The olive trees are planted near the rivers (again for obvious reasons) and are a mainstay in Moroccan cuisine.
We drove along, stopping to gawk at at a few villages along the way (and take in the beautiful scenery surrounding the villages)…
Finally, we arrived at the village we were visiting where a family was waiting to meet us.
We meandered our way through the village down steep alley ways though with none of the grace that the kids we saw earlier possessed albeit with several times the effort. I thought I was going to land on my ass at one point!
Finally we arrived and got to meet the ladies in the kitchen who gave us a quick tour of the house and showed us to the rest of their family.
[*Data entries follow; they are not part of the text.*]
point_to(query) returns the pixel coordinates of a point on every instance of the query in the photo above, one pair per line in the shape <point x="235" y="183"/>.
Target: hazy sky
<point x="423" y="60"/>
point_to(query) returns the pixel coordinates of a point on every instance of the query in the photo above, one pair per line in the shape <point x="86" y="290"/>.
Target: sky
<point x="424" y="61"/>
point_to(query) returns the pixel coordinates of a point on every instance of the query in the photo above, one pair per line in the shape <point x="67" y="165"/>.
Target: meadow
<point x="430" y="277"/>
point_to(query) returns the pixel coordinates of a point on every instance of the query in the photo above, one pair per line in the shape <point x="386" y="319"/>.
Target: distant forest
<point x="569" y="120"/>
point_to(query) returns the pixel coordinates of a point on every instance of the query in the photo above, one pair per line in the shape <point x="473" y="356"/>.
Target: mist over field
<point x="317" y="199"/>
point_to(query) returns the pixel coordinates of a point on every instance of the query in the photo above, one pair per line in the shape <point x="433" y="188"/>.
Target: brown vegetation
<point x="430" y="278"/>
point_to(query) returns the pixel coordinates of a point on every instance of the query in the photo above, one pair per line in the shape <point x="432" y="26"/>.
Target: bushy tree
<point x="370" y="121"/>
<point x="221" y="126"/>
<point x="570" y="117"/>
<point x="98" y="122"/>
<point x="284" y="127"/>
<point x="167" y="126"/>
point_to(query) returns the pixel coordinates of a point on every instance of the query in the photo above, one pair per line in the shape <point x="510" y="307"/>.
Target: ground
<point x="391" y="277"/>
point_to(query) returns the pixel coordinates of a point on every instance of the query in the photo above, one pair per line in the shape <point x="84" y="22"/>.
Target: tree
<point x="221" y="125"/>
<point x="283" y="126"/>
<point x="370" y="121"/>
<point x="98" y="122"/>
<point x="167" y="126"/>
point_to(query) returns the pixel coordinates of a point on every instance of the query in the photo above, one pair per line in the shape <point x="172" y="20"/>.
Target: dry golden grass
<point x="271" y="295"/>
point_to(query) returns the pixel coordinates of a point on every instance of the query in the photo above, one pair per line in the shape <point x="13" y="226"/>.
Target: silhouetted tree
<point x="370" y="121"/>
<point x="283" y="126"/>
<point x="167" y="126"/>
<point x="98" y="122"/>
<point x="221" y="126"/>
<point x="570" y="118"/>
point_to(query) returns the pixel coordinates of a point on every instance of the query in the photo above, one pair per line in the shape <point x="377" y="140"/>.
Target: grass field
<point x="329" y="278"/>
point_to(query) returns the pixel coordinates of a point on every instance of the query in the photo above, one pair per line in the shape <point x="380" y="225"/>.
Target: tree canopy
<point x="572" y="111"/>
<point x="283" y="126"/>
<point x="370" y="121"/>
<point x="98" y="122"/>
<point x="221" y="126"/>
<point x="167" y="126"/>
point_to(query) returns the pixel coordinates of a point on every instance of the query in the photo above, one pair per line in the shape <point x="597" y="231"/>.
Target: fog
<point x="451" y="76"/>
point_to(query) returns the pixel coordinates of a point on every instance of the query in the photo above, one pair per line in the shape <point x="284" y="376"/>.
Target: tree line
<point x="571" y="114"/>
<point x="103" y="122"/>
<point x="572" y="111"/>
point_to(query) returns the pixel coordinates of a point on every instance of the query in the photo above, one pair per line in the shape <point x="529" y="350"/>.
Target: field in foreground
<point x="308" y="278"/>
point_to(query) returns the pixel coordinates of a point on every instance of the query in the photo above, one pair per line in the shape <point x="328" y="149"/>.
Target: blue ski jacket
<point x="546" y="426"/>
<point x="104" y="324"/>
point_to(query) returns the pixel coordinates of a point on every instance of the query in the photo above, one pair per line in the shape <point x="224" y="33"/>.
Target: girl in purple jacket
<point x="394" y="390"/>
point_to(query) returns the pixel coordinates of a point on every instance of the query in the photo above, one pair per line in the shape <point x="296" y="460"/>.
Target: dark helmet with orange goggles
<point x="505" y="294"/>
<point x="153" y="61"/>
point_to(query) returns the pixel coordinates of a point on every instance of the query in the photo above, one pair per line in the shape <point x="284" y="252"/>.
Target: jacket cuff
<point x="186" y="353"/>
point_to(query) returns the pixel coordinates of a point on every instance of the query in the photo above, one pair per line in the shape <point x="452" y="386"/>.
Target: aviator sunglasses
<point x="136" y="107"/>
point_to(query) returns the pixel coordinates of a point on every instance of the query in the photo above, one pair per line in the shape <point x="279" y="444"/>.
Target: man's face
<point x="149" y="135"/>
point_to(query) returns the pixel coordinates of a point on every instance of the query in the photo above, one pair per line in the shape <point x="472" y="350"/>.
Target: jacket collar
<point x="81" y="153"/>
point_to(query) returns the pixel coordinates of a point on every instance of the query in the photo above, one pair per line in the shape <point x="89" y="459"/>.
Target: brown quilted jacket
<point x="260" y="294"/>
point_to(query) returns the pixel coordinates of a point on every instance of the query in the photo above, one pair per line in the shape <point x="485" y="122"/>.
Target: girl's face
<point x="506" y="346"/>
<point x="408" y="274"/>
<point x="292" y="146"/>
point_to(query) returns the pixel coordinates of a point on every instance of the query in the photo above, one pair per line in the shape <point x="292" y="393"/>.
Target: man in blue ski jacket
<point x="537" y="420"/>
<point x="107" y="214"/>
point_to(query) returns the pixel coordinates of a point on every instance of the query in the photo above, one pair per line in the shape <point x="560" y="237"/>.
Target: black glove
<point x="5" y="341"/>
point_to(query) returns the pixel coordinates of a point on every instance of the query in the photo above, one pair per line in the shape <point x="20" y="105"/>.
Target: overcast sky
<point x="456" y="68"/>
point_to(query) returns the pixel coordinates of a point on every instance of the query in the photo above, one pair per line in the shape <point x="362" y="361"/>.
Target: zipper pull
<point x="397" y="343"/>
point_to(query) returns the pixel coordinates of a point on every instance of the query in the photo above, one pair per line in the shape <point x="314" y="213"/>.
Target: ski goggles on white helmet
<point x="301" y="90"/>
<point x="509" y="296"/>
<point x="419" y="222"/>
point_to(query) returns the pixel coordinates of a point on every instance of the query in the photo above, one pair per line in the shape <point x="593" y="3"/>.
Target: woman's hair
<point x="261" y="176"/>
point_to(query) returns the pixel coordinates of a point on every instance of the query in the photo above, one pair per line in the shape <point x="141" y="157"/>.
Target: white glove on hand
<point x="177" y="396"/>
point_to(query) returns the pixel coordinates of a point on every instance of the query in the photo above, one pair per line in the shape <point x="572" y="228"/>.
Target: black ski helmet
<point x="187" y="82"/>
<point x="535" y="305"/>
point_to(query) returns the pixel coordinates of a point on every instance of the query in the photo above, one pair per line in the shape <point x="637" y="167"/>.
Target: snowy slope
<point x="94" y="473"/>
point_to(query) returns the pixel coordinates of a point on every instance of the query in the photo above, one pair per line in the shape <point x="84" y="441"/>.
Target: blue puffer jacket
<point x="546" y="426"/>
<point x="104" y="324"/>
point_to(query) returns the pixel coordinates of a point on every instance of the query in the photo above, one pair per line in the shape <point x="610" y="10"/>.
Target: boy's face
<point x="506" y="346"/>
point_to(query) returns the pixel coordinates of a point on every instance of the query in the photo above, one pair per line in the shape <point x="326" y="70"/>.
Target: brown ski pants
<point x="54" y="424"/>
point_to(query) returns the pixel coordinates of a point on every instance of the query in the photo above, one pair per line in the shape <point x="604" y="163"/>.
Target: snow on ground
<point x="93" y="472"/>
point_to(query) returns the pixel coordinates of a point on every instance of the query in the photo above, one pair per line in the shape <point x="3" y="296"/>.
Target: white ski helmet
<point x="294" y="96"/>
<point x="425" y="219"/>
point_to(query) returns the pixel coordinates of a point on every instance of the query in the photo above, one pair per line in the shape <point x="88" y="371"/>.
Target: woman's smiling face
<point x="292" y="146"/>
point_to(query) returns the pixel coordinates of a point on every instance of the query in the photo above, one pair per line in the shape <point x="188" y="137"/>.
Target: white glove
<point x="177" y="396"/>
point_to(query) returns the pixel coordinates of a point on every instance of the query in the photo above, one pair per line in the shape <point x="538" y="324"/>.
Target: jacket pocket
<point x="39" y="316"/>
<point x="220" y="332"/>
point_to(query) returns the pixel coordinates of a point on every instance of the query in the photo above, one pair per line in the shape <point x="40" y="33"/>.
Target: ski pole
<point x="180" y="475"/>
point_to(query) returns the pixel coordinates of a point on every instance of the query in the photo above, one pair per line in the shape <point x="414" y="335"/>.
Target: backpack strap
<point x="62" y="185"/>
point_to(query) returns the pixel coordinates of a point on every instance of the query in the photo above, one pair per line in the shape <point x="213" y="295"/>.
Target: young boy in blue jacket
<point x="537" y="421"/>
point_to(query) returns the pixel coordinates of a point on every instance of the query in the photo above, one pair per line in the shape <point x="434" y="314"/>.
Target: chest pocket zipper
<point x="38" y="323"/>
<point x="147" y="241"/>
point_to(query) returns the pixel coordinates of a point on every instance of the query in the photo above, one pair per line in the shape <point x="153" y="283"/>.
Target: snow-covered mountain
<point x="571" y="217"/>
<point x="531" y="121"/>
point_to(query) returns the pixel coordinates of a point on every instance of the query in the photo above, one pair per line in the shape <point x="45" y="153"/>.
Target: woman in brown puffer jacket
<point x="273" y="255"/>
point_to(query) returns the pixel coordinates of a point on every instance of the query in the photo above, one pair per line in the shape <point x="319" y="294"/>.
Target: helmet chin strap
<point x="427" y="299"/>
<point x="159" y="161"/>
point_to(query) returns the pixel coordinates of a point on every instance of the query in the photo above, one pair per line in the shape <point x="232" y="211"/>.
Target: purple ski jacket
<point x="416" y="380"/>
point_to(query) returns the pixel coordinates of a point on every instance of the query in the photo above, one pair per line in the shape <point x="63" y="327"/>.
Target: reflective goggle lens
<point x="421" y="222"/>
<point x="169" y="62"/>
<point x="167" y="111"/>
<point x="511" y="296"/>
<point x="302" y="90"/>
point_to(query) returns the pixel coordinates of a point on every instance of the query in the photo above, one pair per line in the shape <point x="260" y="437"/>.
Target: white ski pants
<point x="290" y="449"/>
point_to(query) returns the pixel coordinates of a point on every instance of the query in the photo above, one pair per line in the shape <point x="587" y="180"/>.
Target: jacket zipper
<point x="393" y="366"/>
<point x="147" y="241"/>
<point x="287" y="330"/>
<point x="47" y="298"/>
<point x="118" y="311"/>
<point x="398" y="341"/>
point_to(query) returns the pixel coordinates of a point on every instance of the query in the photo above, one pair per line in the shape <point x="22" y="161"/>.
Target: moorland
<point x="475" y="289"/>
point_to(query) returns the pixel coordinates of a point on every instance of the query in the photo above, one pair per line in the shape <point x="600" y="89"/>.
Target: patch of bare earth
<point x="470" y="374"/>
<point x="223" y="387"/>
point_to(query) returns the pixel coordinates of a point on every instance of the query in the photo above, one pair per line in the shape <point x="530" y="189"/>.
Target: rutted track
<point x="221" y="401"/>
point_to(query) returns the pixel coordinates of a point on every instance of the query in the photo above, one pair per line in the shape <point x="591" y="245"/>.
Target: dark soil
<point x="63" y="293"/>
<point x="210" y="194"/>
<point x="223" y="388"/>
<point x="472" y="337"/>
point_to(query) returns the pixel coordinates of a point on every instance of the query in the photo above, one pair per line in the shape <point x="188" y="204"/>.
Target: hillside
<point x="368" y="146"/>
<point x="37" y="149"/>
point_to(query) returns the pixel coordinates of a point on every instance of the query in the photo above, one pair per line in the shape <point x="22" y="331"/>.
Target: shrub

The set the kettle on for tea (I was looking forward to this!)
The patriarch of the home serves the tea to the guests and so, kettle boiled, he got down to the business of preparing the Moroccan mint tea!
Our guide showed us the sugar from sugar cane plant which was to go into our tea (I can’t remember the guide’s name now – I told you I have a short attention span though I’m blaming those darn cute goats)..
The tea was served with homemade flatbread and olive oil…
Finally, we went on our merry way, taking a mini tour around a few other parts of the village before heading into our cars off in search for more adventures on our Moroccan trip!
I heartily recommend doing taking the time to visit a Moroccan family when you visit! It’s a nice way to learn a lot more first hand about Morocco, it’s people and cultures!
(And please please PLEASE, try not to get distracted by baby goats prancing around – no matter how cute they are or you’ll find yourself asking questions about what the tour guide said for the rest of the afternoon!)